Trotz der gut durchdachten Handlung wirken diverse Zusammenhänge etwas konstruiert. Insbesondere im Jetztzeit-Plot - wie etwa bei Sams Hintergrund - treten diverse Zufälligkeiten auf, die der Glaubwürdigkeit einen kleinen Dämpfer verpassen.

Da "Kuss der Wölfin - Die Ankunft" außer dem Fantasy- auch dem Erotik-Genre angehört, war ich auf dementsprechend exzessive Passagen vorbereitet. Und tatsächlich begegneten mir auf der Reise durch das eBook eine Reihe recht detailliert geschilderte Sexszenen. Die in der Gegenwart spielenden soft-sinnlichen entsprachen durchaus meinen Vorstellungen von ansprechender Erotik. Im Gegensatz dazu trafen die überwiegend unromantisch, manchmal auch brutal dargestellten sexuellen Handlungen des Mittelalter-Plots nicht wirklich meinen Geschmack. Da sich über denselben bekanntlich nicht streiten lässt, sollten Leser mit anderen Vorlieben, beispielsweise für Homoerotik, unbedingt einen Blick riskieren.

Bleibt noch zu erwähnen, dass es sich bei der Kuss der Wölfin Trilogie um eine Fortsetzungsreihe handelt, demzufolge besitzt "Die Ankunft" ein offenes Ende.

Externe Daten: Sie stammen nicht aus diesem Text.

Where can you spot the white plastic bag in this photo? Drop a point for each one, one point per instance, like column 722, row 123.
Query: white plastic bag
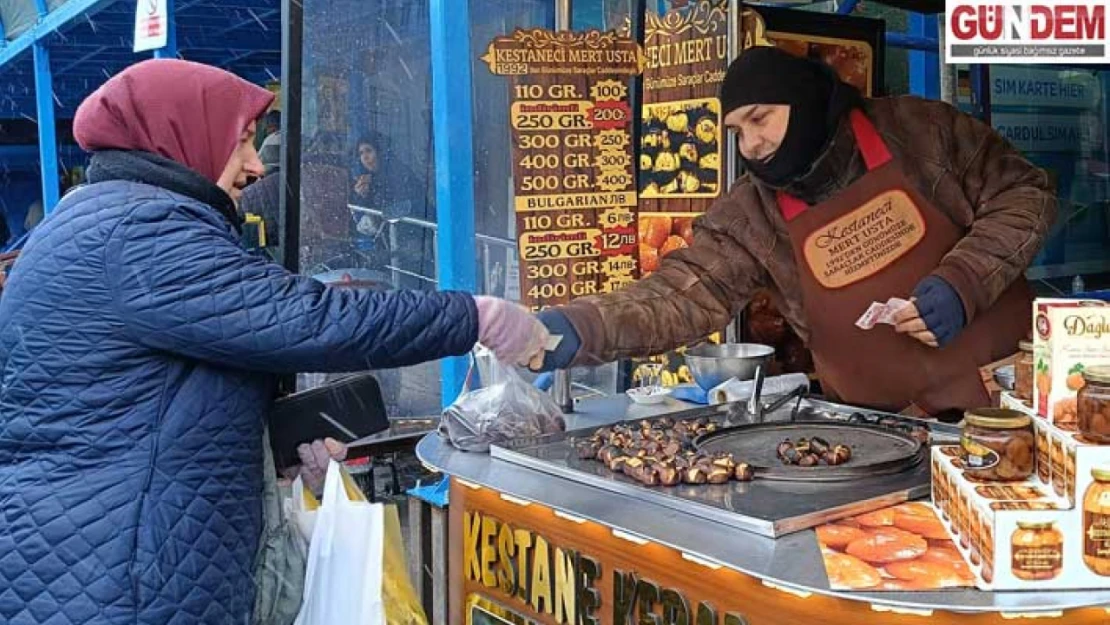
column 303, row 510
column 506, row 407
column 343, row 583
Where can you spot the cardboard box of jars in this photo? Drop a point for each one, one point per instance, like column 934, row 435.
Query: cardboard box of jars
column 1048, row 532
column 1070, row 336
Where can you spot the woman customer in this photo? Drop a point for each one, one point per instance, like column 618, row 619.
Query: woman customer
column 139, row 344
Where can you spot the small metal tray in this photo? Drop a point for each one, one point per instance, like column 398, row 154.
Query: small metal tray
column 875, row 451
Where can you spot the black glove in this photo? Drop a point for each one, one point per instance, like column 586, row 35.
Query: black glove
column 940, row 309
column 557, row 323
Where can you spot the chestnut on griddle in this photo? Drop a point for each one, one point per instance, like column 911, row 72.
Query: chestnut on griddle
column 668, row 474
column 617, row 462
column 718, row 475
column 784, row 449
column 744, row 472
column 840, row 454
column 819, row 445
column 587, row 451
column 694, row 475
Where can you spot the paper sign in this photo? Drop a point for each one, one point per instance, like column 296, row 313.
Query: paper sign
column 152, row 24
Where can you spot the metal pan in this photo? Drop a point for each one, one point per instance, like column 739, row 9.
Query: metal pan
column 875, row 451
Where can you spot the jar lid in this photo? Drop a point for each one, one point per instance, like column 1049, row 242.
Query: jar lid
column 1099, row 373
column 996, row 419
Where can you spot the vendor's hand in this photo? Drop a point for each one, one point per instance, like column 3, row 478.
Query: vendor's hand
column 314, row 460
column 936, row 314
column 567, row 350
column 510, row 331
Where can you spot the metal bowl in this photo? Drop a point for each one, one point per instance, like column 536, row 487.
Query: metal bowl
column 713, row 365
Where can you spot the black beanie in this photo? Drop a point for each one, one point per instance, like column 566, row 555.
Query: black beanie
column 818, row 100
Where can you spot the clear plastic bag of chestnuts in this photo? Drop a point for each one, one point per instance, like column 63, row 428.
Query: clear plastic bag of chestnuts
column 505, row 407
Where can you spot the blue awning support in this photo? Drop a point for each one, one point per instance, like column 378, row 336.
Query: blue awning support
column 170, row 51
column 452, row 127
column 48, row 135
column 51, row 22
column 924, row 66
column 44, row 108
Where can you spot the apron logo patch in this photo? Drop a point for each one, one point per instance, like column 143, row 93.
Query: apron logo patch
column 865, row 241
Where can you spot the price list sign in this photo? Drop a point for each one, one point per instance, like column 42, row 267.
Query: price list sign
column 574, row 185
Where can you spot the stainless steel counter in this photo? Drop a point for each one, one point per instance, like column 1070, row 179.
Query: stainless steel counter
column 793, row 562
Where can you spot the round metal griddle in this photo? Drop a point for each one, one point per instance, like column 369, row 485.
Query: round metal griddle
column 875, row 451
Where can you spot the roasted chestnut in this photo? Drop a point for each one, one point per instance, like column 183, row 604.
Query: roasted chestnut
column 809, row 460
column 839, row 454
column 617, row 462
column 668, row 475
column 719, row 475
column 784, row 449
column 694, row 475
column 744, row 472
column 587, row 451
column 818, row 445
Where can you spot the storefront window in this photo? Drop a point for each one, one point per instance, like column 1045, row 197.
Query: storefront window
column 1057, row 117
column 367, row 204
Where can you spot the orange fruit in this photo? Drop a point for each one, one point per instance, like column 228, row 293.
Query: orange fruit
column 654, row 230
column 672, row 244
column 648, row 259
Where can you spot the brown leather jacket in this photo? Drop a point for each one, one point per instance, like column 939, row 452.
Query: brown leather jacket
column 965, row 168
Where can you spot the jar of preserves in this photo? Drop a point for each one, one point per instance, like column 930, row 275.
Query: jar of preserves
column 1092, row 405
column 1097, row 523
column 1037, row 551
column 998, row 445
column 1023, row 372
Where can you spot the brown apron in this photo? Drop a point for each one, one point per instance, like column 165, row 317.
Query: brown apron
column 877, row 240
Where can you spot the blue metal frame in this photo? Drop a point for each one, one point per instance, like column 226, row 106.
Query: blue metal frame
column 170, row 51
column 48, row 135
column 847, row 7
column 925, row 66
column 452, row 119
column 49, row 23
column 44, row 108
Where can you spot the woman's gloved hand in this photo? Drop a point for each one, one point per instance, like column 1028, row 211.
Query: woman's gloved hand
column 314, row 460
column 937, row 315
column 510, row 331
column 564, row 354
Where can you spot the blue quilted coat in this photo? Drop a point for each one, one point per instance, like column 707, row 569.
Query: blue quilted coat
column 138, row 348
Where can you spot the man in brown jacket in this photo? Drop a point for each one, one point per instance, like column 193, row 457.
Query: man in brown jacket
column 846, row 201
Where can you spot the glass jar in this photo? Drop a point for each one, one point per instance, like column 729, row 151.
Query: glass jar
column 1037, row 550
column 1023, row 372
column 1097, row 523
column 998, row 445
column 1093, row 405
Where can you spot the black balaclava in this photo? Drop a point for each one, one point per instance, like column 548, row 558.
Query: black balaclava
column 818, row 101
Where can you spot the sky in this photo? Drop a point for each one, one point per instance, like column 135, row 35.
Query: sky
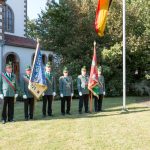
column 35, row 7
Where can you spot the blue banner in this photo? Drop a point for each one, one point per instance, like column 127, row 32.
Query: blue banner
column 37, row 82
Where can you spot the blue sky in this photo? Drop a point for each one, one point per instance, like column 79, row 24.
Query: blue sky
column 35, row 7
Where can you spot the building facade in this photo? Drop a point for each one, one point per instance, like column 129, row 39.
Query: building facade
column 14, row 46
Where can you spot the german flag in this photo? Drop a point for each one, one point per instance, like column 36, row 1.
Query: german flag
column 101, row 16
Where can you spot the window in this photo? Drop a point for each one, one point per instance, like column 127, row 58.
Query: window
column 8, row 19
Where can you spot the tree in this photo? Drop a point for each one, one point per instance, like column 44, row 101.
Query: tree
column 68, row 30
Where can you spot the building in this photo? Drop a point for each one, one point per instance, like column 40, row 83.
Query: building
column 14, row 46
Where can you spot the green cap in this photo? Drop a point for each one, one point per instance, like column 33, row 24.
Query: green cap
column 65, row 69
column 9, row 65
column 100, row 68
column 83, row 68
column 48, row 64
column 28, row 67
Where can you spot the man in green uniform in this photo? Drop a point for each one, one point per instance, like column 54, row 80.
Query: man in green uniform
column 66, row 91
column 27, row 96
column 50, row 93
column 82, row 84
column 8, row 91
column 98, row 101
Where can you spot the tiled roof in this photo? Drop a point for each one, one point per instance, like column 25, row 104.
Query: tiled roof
column 19, row 41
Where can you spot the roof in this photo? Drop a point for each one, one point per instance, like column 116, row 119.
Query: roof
column 19, row 41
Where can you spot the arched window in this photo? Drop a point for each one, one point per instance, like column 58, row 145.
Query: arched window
column 50, row 58
column 8, row 19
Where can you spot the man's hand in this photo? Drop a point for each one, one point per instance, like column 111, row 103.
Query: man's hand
column 24, row 96
column 61, row 95
column 80, row 93
column 16, row 95
column 104, row 93
column 72, row 94
column 1, row 96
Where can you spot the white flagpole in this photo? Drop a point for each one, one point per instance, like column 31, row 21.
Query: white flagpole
column 124, row 54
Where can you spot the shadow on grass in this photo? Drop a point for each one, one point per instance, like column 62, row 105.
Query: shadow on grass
column 112, row 107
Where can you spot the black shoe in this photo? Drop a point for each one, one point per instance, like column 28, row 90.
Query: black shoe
column 3, row 121
column 68, row 113
column 12, row 120
column 63, row 114
column 26, row 119
column 86, row 111
column 44, row 116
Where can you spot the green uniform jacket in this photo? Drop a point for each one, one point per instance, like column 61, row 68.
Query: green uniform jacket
column 66, row 85
column 82, row 84
column 51, row 84
column 25, row 86
column 102, row 84
column 5, row 88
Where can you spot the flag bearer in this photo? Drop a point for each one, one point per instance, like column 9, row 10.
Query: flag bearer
column 98, row 101
column 50, row 93
column 8, row 91
column 28, row 97
column 82, row 84
column 66, row 91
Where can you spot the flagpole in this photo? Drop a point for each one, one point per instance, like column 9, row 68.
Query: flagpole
column 124, row 55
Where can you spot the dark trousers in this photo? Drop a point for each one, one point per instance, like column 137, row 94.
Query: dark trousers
column 29, row 108
column 98, row 103
column 8, row 101
column 83, row 99
column 68, row 99
column 49, row 99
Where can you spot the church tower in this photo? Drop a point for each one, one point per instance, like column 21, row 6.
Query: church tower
column 15, row 17
column 1, row 21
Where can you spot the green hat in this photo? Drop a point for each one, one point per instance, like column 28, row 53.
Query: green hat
column 65, row 69
column 9, row 64
column 48, row 64
column 28, row 67
column 83, row 68
column 100, row 68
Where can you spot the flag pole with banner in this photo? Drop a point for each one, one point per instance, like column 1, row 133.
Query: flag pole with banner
column 93, row 84
column 124, row 55
column 101, row 16
column 37, row 82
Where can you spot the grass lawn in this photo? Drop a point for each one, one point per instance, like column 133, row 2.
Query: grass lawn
column 108, row 130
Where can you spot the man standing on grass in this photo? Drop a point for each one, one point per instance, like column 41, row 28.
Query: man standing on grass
column 8, row 92
column 98, row 101
column 66, row 91
column 50, row 93
column 28, row 97
column 82, row 84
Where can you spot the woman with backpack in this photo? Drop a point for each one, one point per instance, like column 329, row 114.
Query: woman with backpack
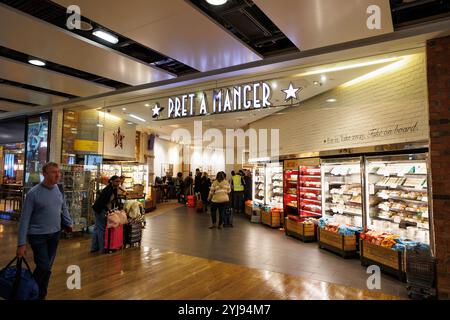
column 219, row 198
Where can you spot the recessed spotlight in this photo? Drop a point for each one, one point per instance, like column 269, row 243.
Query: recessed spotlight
column 105, row 36
column 36, row 62
column 136, row 117
column 216, row 2
column 85, row 26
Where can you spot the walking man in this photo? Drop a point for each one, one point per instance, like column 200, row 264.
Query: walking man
column 44, row 213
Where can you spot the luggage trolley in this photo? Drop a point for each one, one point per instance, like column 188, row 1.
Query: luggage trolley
column 420, row 274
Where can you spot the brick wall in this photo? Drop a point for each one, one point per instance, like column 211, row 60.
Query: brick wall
column 397, row 97
column 438, row 68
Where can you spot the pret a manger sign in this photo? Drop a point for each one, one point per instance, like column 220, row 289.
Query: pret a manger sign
column 237, row 98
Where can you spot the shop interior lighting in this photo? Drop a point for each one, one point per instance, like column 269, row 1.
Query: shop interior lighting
column 104, row 115
column 216, row 2
column 36, row 62
column 376, row 73
column 106, row 36
column 136, row 117
column 349, row 66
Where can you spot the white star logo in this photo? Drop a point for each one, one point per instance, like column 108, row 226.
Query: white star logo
column 290, row 92
column 156, row 110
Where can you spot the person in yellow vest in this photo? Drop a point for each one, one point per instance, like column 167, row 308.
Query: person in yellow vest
column 237, row 184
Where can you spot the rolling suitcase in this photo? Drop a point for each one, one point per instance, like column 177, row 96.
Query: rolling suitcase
column 228, row 217
column 133, row 234
column 113, row 239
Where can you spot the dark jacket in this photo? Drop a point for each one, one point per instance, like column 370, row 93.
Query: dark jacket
column 101, row 203
column 197, row 183
column 205, row 185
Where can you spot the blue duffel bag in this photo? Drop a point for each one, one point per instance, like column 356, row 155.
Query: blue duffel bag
column 17, row 283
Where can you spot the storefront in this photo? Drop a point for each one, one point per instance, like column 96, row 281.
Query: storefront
column 355, row 166
column 23, row 151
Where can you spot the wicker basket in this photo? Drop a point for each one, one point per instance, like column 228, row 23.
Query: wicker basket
column 340, row 244
column 389, row 261
column 304, row 231
column 271, row 219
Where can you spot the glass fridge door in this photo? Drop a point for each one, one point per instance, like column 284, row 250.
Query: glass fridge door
column 397, row 198
column 274, row 186
column 259, row 184
column 341, row 190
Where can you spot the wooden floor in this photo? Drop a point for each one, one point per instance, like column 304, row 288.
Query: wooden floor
column 151, row 273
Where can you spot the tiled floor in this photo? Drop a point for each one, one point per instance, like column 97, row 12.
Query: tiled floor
column 257, row 246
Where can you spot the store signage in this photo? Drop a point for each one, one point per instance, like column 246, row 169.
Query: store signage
column 224, row 100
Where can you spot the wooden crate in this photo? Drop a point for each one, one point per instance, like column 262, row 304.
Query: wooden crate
column 342, row 245
column 271, row 219
column 303, row 231
column 389, row 261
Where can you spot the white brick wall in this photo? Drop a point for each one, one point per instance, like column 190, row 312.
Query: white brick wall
column 396, row 97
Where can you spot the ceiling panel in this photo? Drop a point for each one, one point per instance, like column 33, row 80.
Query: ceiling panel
column 9, row 106
column 43, row 78
column 173, row 28
column 26, row 95
column 320, row 23
column 47, row 42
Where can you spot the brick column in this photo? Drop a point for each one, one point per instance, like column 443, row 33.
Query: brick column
column 438, row 68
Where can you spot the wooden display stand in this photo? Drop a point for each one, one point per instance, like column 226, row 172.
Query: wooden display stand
column 389, row 261
column 306, row 232
column 342, row 245
column 248, row 210
column 271, row 218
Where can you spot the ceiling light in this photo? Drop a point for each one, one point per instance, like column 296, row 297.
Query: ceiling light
column 346, row 67
column 216, row 2
column 106, row 36
column 36, row 62
column 85, row 26
column 136, row 117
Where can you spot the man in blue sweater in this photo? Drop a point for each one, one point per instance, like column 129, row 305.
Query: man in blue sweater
column 44, row 213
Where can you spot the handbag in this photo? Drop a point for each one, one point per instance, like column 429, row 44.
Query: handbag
column 17, row 283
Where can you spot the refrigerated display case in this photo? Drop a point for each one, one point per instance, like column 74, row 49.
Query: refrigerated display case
column 342, row 190
column 290, row 191
column 259, row 184
column 310, row 192
column 397, row 196
column 274, row 185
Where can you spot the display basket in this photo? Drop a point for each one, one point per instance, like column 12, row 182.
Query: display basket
column 271, row 218
column 389, row 261
column 306, row 232
column 420, row 274
column 345, row 246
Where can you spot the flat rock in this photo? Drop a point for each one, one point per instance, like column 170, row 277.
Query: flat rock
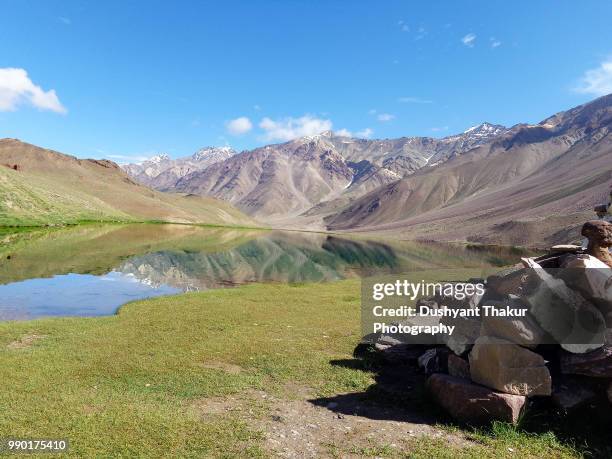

Zwar gibt es einen Cliffhanger, jedoch, Katja Piehl sei Dank, keinen übermäßig bösartigen. Nichtsdestotrotz will man wissen, wie es weitergeht. Da ist es doch eine gute Nachricht, dass Band 2 bereits in den Startlöchern steht. Wie die Autorin in einem Nachwort verrät, erscheint dieser im Winter 2013 und trägt den Titel "Die Suche".

Fazit: Mit "Kuss der Wölfin - Die Ankunft" legte Katja Piehl einen vielversprechenden Grundstein für eine interessante Trilogie. Vor allem der tolle Schreibstil der Autorin vermochte mich zu überzeugen. Insofern bezeichne ich meine angeführten Kritikpunkte als Jammern auf hohem Niveau, und mit Vergnügen gebe ich Katja Piehls unterhaltsamem Trilogieauftakt eine Leseempfehlung.